- Developer: Runestone Game Development
- Publisher: Runestone Game Development
- Engine: Qube Software
- Platform: Microsoft Windows
- Release: May 2, 2006
- Genre: MMORPG
- Mode: Multiplayer

= Seed (2006 video game) =

Seed was a massively multiplayer online role-playing game (MMORPG) developed by Danish studio Runestone Game Development. Aiming for a radically different experience than most other games in the genre, the game focused on character interaction and politics to the extent that combat was entirely removed from the design.

Beta testing started on February 1, 2006. Open beta testing started on April 25, 2006. The game was released to the public on May 2, 2006.

As of September 28, 2006, Runestone decided to file a bankruptcy petition to the court of Aarhus, Denmark. A public statement explained that the lack of money was caused by failing to achieve a partnership deal with publishers and MMO companies.

==Story==
Having successfully colonized the Moon and Mars, humanity was looking to spread far across the universe. The creation of ram scoop propulsion made this dream a reality.

Five seed ships were built, each a kilometer long and populated with machinery designed to terraform a suitable planet. Humans would not ride along for the journey; instead, DNA codes, sperm, and eggs were carried along in cryocoolers to be hatched by the TAU computers at the appropriate time.

The TAU computers also carried a wealth of human knowledge. This was the subject of a long and heated debate on what should be included. Finally, it was decided to make the colonies idealist societies; therefore, references to wars and violence were not included.

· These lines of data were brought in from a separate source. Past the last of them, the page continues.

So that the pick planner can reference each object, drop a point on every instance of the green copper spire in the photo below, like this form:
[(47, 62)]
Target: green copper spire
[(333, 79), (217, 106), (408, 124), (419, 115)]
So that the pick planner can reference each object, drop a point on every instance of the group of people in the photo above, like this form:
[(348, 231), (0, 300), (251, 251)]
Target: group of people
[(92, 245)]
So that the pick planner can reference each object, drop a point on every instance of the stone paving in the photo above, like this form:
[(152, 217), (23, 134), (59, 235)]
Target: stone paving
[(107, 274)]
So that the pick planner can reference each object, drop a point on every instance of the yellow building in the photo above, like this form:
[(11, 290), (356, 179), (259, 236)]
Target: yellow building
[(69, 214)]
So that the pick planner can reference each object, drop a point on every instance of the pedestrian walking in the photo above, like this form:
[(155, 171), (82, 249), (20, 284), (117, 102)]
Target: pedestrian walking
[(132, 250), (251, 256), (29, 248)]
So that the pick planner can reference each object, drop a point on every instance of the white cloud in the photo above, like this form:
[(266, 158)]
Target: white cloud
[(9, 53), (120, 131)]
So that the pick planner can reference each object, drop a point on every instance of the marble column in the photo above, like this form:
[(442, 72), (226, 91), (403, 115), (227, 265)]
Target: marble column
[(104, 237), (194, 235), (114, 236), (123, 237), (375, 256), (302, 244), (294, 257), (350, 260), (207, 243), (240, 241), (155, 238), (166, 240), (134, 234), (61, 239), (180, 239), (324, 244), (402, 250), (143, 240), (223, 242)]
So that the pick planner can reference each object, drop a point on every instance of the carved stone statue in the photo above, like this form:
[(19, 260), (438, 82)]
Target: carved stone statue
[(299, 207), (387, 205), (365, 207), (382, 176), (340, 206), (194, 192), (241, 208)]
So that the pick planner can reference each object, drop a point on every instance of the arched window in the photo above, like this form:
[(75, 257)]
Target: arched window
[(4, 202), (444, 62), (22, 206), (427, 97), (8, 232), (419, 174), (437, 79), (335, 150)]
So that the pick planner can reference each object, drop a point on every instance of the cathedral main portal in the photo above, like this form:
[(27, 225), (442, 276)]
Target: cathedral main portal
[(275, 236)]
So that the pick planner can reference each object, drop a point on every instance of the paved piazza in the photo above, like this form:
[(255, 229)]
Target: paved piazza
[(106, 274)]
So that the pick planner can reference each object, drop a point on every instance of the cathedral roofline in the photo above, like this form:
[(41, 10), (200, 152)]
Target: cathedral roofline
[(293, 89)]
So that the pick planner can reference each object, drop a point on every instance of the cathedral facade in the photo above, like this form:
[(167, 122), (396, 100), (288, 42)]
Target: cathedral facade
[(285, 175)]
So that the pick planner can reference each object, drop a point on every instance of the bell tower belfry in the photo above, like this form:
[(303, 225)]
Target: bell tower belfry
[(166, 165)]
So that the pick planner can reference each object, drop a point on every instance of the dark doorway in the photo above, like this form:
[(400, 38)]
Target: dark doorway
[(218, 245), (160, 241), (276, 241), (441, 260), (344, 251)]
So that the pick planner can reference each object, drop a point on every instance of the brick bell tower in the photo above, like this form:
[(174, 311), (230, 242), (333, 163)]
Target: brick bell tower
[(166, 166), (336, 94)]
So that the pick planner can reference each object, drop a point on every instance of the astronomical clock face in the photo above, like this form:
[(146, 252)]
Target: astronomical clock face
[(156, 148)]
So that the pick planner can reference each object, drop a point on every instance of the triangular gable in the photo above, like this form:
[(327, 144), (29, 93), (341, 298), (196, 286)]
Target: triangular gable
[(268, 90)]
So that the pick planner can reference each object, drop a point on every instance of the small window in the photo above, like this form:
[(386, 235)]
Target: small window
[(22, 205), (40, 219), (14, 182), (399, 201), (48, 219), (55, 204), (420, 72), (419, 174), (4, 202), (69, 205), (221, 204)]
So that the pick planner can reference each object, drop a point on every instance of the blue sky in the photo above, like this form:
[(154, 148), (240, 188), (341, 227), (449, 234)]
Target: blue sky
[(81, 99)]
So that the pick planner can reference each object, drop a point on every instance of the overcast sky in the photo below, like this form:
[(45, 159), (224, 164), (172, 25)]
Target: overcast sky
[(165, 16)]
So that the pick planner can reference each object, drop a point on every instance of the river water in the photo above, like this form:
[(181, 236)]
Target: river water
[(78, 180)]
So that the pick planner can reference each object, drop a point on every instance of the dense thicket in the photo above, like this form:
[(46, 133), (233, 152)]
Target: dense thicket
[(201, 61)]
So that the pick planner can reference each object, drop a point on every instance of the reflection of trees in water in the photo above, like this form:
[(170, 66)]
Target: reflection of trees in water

After searching the universe for several years, the first suitable planet was spotted near the star Beta Hydri 24.4 light years from the Sun. Probes indicated that the planet had an atmosphere, water and living microorganisms. It was to be the destination of the first seed ship.

However, something went wrong and suddenly the colony has found itself on a planet that has not been terraformed, as was the plan, and without contact to Earth.

==Gameplay==
Players were colonists and instead of doing combat in the traditional sense the game focused on politics and manual labor. Players politically fought for sectors of the station which could then be equipped to provide services to other players. Using tools the player could manufacture new technology as well as repair parts of the station that were slowly degrading. Letting too many failing systems in the station rendered machinery unavailable until players repaired them.

==Technology==

=== Seed ships ===
Seed ships ships use the latest technology Earth has to offer. Employing ram scoop propulsion, they are able to travel vast distances across the universe. The ship's primary purpose is to find a habitable planet, and to terraform it as necessary for human life. These massive ships are a kilometer in length and carry all the machinery needed to start a colony on a new planet.

=== TAU ===
The Terraforming Assistance Unit is the central AI of the colony.

=== Ring ===
The "guilds" or "clans" of seed.

==Closed==
As of September 28, 2006, Runestone, the developer and publisher of Seed, officially announced the game's closing.